Disk Space Not Decreasing Much After Running a Large-Scope Deletion Job

  • 7020698
  • 27-Feb-2015
  • 07-Aug-2017

Environment

Retain 3.x

Situation

I'm running a deletion job where the scope covers several years.  I am expecting it to delete a lot of messages and free up needed disk space.  However, after it runs, not much disk space was recovered.  Is Retain deleting the files?

Resolution


It is important to understand how Retain stores data.  It is a highly efficient single-instance storage solution, meaning that a message could be sent to multiple recipients across multiple mail servers but Retain will only store one instance of that message.  The message content, itself, is stored on disk in the archive directory (see "Where Data Is Stored In Retain").

Retain stores the metadata about the message in the Retain database.  Every Retain user involved with that message will get a pointer in the database pointing to that same file on disk.

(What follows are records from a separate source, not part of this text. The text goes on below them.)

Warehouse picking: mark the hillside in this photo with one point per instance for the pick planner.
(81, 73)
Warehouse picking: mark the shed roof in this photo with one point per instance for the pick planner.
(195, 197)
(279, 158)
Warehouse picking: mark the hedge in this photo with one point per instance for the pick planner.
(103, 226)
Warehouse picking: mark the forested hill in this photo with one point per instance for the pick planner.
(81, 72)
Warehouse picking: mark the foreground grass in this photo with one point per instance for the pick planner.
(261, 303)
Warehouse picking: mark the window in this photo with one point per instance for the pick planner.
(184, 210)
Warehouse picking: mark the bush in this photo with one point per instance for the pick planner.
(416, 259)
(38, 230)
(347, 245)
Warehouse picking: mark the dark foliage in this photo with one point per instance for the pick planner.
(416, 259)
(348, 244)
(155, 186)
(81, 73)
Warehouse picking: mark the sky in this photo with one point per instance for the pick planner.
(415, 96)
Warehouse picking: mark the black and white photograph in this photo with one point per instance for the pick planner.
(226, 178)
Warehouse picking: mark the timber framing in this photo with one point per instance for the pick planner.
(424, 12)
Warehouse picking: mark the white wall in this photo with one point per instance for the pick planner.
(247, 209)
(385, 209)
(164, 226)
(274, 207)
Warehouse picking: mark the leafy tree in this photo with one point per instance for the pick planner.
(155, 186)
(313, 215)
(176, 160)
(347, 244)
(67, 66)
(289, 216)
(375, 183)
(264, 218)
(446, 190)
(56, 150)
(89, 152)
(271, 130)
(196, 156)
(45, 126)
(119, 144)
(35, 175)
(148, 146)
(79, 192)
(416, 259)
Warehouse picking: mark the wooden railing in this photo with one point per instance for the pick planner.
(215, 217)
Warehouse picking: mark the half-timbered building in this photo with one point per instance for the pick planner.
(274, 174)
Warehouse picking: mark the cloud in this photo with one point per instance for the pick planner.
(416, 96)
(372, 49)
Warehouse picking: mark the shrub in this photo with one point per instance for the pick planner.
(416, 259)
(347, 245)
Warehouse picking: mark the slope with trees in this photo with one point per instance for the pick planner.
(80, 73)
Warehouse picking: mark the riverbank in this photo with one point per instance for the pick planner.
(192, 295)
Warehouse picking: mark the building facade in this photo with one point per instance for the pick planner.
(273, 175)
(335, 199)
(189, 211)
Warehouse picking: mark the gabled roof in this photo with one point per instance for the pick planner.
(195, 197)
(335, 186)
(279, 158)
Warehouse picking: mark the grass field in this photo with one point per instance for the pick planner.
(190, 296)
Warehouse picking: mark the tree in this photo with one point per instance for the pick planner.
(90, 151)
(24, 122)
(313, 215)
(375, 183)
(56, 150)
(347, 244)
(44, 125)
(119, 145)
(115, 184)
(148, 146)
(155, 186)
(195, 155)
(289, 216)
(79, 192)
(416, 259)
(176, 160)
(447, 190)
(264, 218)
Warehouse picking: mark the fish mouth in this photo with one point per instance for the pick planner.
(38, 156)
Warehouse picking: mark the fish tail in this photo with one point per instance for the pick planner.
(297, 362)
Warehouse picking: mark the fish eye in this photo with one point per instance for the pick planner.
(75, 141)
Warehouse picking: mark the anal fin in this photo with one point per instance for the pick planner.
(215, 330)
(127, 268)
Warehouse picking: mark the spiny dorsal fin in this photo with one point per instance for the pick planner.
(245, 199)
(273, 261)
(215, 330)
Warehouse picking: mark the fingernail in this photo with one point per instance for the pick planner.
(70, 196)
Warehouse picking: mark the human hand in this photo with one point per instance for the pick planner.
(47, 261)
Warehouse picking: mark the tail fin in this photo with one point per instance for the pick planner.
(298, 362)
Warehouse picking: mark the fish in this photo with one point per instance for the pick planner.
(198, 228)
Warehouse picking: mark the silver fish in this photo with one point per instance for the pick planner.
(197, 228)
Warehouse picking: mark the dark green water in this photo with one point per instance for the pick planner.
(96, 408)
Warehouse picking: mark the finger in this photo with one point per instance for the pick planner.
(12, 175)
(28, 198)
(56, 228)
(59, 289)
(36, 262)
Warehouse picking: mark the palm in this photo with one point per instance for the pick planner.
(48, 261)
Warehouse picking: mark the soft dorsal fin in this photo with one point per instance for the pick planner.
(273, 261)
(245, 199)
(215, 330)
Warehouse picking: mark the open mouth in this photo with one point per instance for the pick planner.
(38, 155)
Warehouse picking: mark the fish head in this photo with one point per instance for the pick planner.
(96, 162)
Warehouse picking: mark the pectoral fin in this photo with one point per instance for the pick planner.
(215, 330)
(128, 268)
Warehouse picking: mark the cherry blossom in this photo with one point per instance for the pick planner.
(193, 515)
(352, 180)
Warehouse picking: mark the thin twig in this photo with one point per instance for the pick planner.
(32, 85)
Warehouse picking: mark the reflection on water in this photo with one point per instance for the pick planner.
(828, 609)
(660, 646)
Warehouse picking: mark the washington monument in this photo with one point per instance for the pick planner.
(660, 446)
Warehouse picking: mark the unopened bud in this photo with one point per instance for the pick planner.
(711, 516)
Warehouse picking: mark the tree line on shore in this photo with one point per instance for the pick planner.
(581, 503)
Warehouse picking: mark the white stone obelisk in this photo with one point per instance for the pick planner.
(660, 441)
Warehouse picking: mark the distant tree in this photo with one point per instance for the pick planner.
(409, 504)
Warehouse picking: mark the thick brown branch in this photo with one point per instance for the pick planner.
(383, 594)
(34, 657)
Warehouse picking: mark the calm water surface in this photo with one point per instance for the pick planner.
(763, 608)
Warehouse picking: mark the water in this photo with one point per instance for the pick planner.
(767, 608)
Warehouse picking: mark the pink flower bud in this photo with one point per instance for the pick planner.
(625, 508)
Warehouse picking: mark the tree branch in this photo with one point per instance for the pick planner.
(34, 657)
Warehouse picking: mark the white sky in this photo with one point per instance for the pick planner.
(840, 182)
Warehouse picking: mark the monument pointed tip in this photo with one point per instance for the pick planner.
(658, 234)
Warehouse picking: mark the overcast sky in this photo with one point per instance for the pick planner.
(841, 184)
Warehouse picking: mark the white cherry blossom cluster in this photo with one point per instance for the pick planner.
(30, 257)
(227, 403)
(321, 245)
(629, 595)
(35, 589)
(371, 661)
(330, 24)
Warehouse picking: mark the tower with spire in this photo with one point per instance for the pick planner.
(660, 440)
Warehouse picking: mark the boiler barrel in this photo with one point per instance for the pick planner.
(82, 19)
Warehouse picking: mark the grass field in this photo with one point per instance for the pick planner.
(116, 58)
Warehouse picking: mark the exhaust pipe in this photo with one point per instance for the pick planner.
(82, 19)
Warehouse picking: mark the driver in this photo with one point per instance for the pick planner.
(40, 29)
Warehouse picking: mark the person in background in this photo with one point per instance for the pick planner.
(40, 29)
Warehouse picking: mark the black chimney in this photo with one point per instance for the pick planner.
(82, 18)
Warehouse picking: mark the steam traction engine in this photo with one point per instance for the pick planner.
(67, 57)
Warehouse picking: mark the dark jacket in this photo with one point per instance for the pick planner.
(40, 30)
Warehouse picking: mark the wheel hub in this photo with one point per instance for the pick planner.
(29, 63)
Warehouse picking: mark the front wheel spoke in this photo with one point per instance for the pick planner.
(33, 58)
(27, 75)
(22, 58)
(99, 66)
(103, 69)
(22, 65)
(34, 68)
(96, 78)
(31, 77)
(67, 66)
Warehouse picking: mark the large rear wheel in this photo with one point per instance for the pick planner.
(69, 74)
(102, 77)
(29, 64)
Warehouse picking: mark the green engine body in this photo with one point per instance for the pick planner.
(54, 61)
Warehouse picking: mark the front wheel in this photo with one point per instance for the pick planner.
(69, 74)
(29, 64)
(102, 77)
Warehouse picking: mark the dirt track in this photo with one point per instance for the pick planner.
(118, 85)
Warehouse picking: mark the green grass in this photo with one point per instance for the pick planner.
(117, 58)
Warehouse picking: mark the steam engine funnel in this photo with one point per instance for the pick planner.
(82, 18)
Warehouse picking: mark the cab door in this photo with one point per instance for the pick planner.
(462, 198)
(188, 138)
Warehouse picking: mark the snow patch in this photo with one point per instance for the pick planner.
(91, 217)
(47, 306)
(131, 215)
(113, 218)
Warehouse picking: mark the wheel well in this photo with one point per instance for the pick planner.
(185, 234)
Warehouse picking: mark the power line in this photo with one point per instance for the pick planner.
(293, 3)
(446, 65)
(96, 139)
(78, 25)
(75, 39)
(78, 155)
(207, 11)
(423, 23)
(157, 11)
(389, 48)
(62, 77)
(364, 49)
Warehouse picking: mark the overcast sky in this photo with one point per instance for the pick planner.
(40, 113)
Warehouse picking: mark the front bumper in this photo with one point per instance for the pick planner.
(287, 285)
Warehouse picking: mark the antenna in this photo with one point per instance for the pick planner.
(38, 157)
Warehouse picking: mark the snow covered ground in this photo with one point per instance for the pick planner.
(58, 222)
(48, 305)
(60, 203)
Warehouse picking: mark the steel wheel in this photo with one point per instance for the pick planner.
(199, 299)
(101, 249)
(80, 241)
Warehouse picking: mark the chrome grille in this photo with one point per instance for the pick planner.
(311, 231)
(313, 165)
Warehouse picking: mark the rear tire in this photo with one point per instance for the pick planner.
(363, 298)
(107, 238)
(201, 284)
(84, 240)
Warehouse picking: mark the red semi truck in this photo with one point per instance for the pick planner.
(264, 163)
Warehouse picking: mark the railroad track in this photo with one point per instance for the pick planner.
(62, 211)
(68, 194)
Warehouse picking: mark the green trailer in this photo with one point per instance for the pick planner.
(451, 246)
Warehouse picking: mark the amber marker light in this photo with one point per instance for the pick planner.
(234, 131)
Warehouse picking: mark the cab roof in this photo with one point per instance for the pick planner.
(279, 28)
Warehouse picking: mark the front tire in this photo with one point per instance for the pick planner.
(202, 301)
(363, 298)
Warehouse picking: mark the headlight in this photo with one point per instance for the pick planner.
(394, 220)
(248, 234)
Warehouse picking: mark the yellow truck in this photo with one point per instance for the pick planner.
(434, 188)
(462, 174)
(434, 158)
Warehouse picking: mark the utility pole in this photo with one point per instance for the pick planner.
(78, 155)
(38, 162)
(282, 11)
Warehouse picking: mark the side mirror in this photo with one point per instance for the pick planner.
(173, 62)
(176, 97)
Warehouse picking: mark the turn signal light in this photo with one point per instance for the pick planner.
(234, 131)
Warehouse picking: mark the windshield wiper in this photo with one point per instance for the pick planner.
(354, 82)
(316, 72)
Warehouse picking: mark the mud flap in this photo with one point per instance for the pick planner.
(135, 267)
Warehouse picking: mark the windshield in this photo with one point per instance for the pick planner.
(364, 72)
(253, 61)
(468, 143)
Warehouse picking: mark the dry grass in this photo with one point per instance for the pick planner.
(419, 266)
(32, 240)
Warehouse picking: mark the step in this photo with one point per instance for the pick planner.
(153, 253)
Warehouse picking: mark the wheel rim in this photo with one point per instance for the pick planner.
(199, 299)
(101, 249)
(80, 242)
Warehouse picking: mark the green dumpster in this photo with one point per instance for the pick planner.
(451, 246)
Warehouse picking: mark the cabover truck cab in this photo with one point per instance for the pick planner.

Why do I need to know that?

If a deletion job is run on a single mailbox, that file on disk may not get deleted even though the message is removed from the user's Retain mailbox.  Other users have that message in their mailboxes, so if Retain were to delete that file (which contains the message content), then when other users associated with it try to open it, they would get blank content.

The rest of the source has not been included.